Dans ces situations, il est crucial de contacter immédiatement son médecin ou le centre de santé où l'IVG a été pratiquée. Une autre intervention, comme une aspiration, peut être nécessaire pour compléter l'IVG.
Impact de l'IVG sur la fertilité et la santé psychologique
On entend souvent qu’un avortement aurait un impact sur la fertilité et pourrait même rendre stérile, c’est totalement faux. Avoir recours à un ou plusieurs avortements médicamenteux dans sa vie n’entraine pas de risque d’infertilité, n’a aucune conséquence sur la fertilité et ne diminue pas la fécondité, contrairement à certaines idées reçues.
Les femmes qui pratiquent une IVG médicamenteuse ne développent pas non plus de troubles psychologiques systématiques post-IVG comme une dépression ou un comportement suicidaire si elles n’en avaient pas avant et elles ne seront pas forcément traumatisées. Chaque femme va vivre l’IVG de manière singulière et si elle ressent le besoin de partager ses sentiments et d’en parler, elle pourra demander à être reçue en entretien individuel.
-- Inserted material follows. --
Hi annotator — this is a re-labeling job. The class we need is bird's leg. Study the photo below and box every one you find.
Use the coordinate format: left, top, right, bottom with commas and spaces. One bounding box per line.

Symptômes et effets secondaires possibles après une IVG
Après un avortement, il faut s’attendre à des saignements vaginaux pendant en moyenne 2 à 6 semaines. Les saignements pouvant être particulièrement abondants n’hésitez pas à choisir des protections très absorbantes.
Pratiquer une IVG par médicaments peut entraîner des douleurs plus ou moins fortes et qui sont très variables selon les femmes. Ces douleurs sont liées aux contractions que fait l’utérus pour expulser l’œuf. Le rapport à la douleur est variable selon les femmes et pour une même femme selon les situations. Des anti-douleurs (antalgiques de la famille des anti inflammatoires non stéroïdiens couplet avec des anti-douleurs de niveau 2 disponible eux sur ordonnance) sont prescrits systématiquement par le ou la médecin ou sage-femme qui suit l’IVG et la prise de ces cachets est recommandée en prévention de la douleur 30 mn avant la prise de misoprostol.
Différents symptômes peuvent survenir après une interruption volontaire de grossesse (IVG) médicamenteuse ou chirurgicale. Des saignements et des douleurs, dues à l’expulsion du fœtus, peuvent survenir après un avortement médicamenteux. Dans la majorité des cas, des antalgiques sont prescrits pour soulager les douleurs liées à l’avortement médicamenteux. Quant aux saignements, ils peuvent durer environ dix à quinze jours.
Concernant les effets secondaires d’une IVG chirurgicale, des saignements peu abondants peuvent être présents pendant une dizaine de jours. Ces pertes sanguines peuvent être accompagnées de contractions utérines, qui peuvent induire des douleurs spontanées, mais pas permanentes.